Perangkat keras sistem ini dibuat bekerja sama dengan beberapa perusahaan teknologi besar seperti Meta, OSI, Qualcomm, dan Gentex, yang membantu mengembangkan integrasi citra siang, malam, dan thermal ke dalam helm. Selain itu, Anduril menggunakan platform perangkat lunak bernama SBMC-A yang memungkinkan pembaruan software menjadi sangat cepat, hanya dalam waktu 15 menit, dibandingkan sebelumnya yang memakan waktu dua hari. Ini memungkinkan adaptasi sehari-hari berdasarkan masukan langsung dari prajurit di lapangan.

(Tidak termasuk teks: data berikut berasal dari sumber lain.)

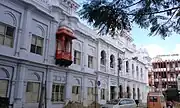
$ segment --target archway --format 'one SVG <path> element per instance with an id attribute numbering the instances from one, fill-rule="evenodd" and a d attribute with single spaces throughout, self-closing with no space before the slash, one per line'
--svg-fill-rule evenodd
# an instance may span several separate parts
<path id="1" fill-rule="evenodd" d="M 123 87 L 122 87 L 122 85 L 119 86 L 119 98 L 123 98 Z"/>
<path id="2" fill-rule="evenodd" d="M 127 86 L 127 98 L 131 97 L 130 87 Z"/>
<path id="3" fill-rule="evenodd" d="M 140 100 L 140 89 L 137 88 L 137 95 L 138 95 L 138 100 Z"/>
<path id="4" fill-rule="evenodd" d="M 136 99 L 136 92 L 135 92 L 135 88 L 133 88 L 133 99 Z"/>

Uji coba sudah dilakukan menggunakan headset IVAS versi 1.2 yang ada, dan hasilnya menunjukkan bahwa prajurit dapat mengendalikan drone yang berada hingga tiga kilometer jauhnya langsung dari helm tanpa memerlukan operator khusus. Hal ini menandai kemajuan besar dalam efisiensi dan kemampuan tempur di medan perang modern yang sangat dinamis dan penuh tantangan terkait fragmentasi informasi.
Secara keseluruhan, program Soldier Borne Mission Command (SBMC) dengan SBMC-A diharapkan menjadi inovasi terbesar yang pernah dilakukan Angkatan Darat untuk melengkapi setiap prajurit dengan teknologi augmentasi persepsi dan pengambilan keputusan. Ini akan memberikan keunggulan kritis dalam hal kecepatan dan ketepatan dalam operasi militer, serta merombak cara prajurit berinteraksi dengan perangkat tempur mereka.
Analisis Ahli
Dr. Emily Chen (Analis Teknologi Militer)
Pendekatan Anduril menggunakan modularitas dan integrasi AI menandai lompatan besar dalam teknologi helm tempur yang dapat merevolusi komando dan kontrol di masa depan.